Estamos em fase de mutirão de conciliação ambiental, sendo destacado um Promotor de Justiça com equipe para participar, com a Polícia Judiciária Civil e SEMA de tentativa de conciliação em mais de 3 mil procedimentos de autuações administrativa. O objetivo é trazer para a legalidade quem praticou ilícito ambiental, promovendo a recuperação das degradações e pagamento das multas. Estimulam-se os acordos com a concessão de descontos que podem chegar até 60% do valor da multa, desde que o aceite do acordo seja imediato. Com isso, um procedimento administrativo ou inquérito civil que poderia levar anos para ser finalizado, pode ser resolvido em poucos meses.
11.De que forma o Ministério Público tem trabalhado para coibir práticas de nepotismo e garantir a integridade da administração pública?
Deosdete Cruz: Prevê a Lei de improbidade administrativa, através do artigo 11, XI, que a prática do nepotismo sujeita o responsável às sanções da referida lei, e deste modo o MP atua sobretudo através do recebimento de denúncias ou quando toma conhecimento sobre situações que caracterizam hipótese de nepotismo.
12.Como o Ministério Público tem acompanhado a implementação da Lei Anticorrupção e buscado responsabilizar empresas envolvidas em atos ilícitos?

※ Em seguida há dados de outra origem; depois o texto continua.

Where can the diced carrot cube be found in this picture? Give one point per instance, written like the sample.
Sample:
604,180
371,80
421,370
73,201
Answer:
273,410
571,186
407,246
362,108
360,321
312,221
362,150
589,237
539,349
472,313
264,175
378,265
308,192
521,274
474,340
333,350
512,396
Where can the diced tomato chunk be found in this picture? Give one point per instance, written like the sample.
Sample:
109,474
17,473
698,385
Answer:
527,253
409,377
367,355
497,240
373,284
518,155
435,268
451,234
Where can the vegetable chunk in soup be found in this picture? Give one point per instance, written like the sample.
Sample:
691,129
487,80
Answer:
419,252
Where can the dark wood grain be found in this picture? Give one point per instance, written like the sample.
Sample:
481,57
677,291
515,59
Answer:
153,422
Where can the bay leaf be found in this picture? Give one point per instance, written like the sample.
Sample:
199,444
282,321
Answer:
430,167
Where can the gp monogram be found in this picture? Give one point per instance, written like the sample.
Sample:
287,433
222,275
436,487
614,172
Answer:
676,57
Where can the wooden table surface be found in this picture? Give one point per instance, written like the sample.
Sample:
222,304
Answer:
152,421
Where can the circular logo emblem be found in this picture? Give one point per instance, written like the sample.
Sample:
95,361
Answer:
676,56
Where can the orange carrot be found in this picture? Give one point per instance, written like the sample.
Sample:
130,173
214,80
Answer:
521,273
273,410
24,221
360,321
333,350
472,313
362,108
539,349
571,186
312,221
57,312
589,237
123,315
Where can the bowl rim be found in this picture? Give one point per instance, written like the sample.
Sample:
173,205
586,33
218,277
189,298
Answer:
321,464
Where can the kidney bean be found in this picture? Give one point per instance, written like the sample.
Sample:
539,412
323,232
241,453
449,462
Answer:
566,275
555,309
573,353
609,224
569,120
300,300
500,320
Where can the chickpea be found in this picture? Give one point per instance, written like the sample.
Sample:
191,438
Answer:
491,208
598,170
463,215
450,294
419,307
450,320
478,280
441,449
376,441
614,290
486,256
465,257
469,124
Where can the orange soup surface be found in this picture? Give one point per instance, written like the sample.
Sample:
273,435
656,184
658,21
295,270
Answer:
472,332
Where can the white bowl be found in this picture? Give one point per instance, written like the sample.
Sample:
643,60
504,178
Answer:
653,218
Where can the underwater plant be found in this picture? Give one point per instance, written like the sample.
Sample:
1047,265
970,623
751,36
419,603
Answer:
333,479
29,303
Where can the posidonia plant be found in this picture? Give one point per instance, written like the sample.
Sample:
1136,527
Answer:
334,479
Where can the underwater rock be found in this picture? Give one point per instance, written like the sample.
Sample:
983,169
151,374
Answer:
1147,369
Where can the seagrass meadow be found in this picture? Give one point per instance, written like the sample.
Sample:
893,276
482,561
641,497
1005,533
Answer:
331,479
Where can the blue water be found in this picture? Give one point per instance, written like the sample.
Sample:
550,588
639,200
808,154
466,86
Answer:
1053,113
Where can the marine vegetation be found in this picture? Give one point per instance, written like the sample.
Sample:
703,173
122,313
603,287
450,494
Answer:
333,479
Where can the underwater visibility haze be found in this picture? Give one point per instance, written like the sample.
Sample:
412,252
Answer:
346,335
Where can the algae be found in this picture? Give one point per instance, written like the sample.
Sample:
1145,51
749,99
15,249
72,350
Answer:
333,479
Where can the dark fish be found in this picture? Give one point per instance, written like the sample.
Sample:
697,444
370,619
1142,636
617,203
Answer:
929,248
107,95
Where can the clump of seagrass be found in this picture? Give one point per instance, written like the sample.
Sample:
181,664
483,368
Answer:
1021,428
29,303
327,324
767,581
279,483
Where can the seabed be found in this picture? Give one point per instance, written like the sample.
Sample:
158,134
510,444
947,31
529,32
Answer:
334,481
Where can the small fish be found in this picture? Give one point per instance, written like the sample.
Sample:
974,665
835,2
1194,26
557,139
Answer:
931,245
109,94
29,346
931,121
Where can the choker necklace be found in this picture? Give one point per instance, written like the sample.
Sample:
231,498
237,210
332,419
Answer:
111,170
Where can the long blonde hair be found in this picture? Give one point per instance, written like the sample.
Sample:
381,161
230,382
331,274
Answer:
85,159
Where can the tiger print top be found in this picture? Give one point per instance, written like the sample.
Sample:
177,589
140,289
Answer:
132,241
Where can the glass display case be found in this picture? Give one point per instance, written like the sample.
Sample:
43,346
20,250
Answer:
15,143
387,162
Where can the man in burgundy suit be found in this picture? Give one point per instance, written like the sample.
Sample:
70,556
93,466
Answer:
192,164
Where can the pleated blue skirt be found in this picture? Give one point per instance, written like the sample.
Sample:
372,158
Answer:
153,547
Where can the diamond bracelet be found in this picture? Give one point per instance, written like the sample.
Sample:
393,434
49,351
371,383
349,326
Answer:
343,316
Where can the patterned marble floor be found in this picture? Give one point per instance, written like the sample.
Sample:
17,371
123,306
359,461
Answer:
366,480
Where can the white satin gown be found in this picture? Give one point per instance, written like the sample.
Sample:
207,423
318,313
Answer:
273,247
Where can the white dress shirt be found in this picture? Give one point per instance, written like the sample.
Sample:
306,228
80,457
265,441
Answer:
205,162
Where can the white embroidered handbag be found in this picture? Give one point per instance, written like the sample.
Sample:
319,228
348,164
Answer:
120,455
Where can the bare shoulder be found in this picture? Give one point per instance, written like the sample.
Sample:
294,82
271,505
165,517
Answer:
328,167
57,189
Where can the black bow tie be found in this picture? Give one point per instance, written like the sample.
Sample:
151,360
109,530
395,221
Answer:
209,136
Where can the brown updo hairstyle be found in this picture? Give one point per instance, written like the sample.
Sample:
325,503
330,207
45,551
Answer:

Deosdete Cruz: As promotorias de justiça do patrimônio público tem adotado medidas para implementação da referida lei, muitos inclusive cumulam os pedidos da Lei de Improbidade Administrativa com a Lei Anticorrupção.
13. Como o Ministério Público tem garantido a independência e imparcialidade de sua atuação, evitando interferências políticas indevidas?
Deosdete Cruz: Os membros do MP possuem independência funcional e possuem as garantias da inamovibilidade e da vitaliciedade para que não sofram interferência política indevida, de forma que na sua atuação final o membro do MP não tem chefe ou superior hierárquico, devendo atuar segundo as leis, a constituição e sua convicção sobre os fatos.
14.Quais são os principais objetivos e metas do MPMT para os próximos anos, visando a melhoria contínua da atuação em prol da justiça e da sociedade?
Deosdete Cruz: Ampliarmos o acesso da população aos nossos serviços, com a disponibilização de acesso virtual nos municípios que não são sede de promotorias de justiça; ampliarmos o uso dos métodos autocompositivos, substituindo-se sempre que possível as ações judiciais por acordos extrajudiciais ou transações nos autos dos processos; ampliação do combate às organizações criminosas com o fortalecimento do GAECO.